In an interview with Contemporary OB/GYN, co-author Michelle R. Wise, MD, said that 3 ongoing trials will provide more information on treating EH. “The optimal duration of treatment, or the optimal timing of follow-up is not yet known,” she noted. She added that side effects and patient satisfaction also still need to be evaluated, as does cost-benefit analysis of the LNG-IUS compared to other treatments.
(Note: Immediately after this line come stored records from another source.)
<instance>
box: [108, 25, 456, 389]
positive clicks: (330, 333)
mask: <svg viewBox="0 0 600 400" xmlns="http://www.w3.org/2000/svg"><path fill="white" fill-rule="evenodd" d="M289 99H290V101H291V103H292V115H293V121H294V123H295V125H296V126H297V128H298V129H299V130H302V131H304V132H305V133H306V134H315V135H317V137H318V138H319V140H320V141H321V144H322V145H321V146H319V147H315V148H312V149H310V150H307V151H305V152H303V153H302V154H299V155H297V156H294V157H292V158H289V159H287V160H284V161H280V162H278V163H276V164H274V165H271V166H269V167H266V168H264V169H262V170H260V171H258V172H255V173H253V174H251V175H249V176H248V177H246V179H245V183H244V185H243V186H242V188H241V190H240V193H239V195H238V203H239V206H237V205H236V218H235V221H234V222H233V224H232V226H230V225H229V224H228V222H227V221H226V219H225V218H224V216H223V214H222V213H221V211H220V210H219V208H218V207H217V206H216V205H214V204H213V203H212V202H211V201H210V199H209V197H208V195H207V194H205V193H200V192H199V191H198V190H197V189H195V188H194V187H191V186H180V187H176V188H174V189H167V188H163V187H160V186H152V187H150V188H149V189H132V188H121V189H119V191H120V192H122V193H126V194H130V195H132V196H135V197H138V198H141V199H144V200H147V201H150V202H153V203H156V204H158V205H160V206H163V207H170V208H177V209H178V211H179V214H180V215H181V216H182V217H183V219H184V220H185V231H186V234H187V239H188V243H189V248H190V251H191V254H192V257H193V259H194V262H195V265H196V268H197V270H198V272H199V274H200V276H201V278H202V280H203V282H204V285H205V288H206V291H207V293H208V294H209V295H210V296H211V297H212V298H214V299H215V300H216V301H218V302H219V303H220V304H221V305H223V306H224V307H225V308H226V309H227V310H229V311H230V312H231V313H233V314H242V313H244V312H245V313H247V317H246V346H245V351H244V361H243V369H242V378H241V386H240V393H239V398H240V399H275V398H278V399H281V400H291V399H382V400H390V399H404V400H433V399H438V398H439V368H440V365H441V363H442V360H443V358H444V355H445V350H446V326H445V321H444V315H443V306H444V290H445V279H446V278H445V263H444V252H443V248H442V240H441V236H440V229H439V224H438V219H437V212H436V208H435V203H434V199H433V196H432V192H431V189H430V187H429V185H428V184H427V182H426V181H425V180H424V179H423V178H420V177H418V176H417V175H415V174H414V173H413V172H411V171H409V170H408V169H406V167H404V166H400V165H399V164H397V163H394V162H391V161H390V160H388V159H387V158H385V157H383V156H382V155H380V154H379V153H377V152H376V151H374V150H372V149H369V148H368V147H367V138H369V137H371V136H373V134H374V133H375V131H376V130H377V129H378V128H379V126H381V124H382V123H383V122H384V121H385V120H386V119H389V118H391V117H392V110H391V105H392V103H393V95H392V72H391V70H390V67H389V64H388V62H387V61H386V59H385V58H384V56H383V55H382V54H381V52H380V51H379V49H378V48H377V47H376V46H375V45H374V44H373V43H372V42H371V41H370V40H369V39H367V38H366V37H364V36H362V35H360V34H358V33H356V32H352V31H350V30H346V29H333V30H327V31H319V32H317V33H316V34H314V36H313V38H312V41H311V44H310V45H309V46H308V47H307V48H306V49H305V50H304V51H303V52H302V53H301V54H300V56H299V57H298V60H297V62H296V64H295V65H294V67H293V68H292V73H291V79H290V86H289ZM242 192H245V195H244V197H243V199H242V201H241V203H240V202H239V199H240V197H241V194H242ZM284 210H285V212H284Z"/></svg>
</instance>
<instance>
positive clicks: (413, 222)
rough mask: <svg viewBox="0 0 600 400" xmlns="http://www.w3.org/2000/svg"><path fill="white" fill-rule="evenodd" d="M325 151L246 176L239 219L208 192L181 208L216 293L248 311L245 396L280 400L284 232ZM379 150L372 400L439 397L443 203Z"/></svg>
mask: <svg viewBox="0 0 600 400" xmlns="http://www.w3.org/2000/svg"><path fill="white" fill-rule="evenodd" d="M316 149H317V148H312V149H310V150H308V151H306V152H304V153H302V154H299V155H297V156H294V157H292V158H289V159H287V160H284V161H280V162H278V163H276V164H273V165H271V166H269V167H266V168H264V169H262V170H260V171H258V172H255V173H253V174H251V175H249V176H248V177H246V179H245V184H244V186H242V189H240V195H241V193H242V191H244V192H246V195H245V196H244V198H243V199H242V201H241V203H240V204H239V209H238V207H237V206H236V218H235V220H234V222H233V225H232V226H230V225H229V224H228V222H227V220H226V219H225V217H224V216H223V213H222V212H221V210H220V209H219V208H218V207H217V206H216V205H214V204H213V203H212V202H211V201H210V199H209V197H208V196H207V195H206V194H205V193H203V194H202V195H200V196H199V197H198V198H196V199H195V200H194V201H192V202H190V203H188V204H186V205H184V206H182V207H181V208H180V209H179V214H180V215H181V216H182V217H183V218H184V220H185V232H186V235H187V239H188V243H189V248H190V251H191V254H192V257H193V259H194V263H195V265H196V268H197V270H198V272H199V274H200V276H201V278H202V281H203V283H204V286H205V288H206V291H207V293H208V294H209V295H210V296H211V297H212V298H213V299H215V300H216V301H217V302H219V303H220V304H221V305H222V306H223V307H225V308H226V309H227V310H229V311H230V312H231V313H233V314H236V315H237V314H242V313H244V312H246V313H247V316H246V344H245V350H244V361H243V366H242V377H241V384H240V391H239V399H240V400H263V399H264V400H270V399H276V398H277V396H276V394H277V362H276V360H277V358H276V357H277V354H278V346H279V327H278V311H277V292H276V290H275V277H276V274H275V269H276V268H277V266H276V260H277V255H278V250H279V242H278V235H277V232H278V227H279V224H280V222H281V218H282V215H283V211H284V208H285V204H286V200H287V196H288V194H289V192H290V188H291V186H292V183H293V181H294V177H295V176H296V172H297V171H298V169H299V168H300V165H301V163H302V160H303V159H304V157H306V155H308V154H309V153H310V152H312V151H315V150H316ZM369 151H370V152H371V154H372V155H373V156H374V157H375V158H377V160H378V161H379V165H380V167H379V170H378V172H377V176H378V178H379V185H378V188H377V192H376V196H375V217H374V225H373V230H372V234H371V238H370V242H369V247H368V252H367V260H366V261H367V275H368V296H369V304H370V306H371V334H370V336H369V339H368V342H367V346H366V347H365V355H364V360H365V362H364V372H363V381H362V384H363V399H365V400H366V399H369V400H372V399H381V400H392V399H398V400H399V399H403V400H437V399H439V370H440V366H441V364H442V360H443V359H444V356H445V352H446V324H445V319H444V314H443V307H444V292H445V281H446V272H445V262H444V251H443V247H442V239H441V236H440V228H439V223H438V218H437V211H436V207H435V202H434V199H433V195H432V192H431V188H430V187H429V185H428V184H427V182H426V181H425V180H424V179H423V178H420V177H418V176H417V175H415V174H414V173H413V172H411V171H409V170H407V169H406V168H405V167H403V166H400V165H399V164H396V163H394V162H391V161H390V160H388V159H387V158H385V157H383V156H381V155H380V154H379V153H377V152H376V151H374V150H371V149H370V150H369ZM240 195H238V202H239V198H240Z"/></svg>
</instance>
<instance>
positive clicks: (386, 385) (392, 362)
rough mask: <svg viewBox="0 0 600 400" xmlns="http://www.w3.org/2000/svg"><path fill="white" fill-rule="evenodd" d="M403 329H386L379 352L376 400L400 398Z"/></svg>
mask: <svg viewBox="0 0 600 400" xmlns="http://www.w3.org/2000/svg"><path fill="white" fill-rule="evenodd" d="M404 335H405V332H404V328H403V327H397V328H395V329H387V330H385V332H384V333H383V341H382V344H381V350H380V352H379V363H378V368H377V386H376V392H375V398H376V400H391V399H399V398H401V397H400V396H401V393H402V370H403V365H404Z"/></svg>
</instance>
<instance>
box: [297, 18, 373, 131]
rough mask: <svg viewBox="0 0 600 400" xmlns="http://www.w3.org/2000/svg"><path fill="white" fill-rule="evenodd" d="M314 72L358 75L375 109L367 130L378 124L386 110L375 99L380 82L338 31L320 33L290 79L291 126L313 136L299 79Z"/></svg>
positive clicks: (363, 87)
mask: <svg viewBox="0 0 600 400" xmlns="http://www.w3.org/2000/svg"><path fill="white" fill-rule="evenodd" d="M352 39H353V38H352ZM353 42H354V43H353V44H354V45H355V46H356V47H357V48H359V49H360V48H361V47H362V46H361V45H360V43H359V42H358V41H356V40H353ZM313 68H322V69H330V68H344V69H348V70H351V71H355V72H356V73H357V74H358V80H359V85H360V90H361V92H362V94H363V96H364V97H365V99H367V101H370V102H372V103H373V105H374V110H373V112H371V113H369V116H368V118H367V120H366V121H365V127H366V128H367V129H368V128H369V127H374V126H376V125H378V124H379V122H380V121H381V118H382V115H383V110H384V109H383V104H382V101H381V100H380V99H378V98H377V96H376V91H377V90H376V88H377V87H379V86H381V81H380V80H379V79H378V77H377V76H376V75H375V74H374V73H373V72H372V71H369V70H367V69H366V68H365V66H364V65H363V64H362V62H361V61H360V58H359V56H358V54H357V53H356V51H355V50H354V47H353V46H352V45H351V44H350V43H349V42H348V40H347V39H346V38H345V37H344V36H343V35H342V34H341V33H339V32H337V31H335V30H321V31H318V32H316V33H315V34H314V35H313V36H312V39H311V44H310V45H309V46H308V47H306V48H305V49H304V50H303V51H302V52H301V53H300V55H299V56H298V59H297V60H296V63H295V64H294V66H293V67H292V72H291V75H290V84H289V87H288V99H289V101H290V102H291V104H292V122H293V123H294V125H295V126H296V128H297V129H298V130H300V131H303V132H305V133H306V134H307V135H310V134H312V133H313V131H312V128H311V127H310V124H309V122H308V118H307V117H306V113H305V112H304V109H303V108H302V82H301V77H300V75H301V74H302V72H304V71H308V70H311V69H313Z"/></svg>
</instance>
Wise highlighted that more women are being diagnosed with atypical EH and early endometrial cancer at a younger age, which she said was probably connected to the obesity epidemic. “It will be important to evaluate treatment with Mirena® IUS as a fertility-sparing alternative to hysterectomy in young women, and as an alternative to surgery in high-risk women,” Wise said. “If found to be effective in reversing this pre-cancerous condition, Mirena® IUS will enable many women to preserve their fertility or avoid major surgery. Ob/gyns in practice can be confident in recommending a short course of Mirena® IUS to patients with a new diagnosis of EH, or at least offering this as an alternative to oral or intramuscular routes, following an informed discussion with the patient,” she said.



  1. Mittermeier T, Farrant C, Wise MR. Levonorgestrel‐releasing intrauterine system for endometrial hyperplasia. Cochrane Database of Systematic Reviews 2020, Issue 9. Art. No.: CD012658. DOI: 10.1002/14651858.CD012658.pub2. Accessed 25 November 2020.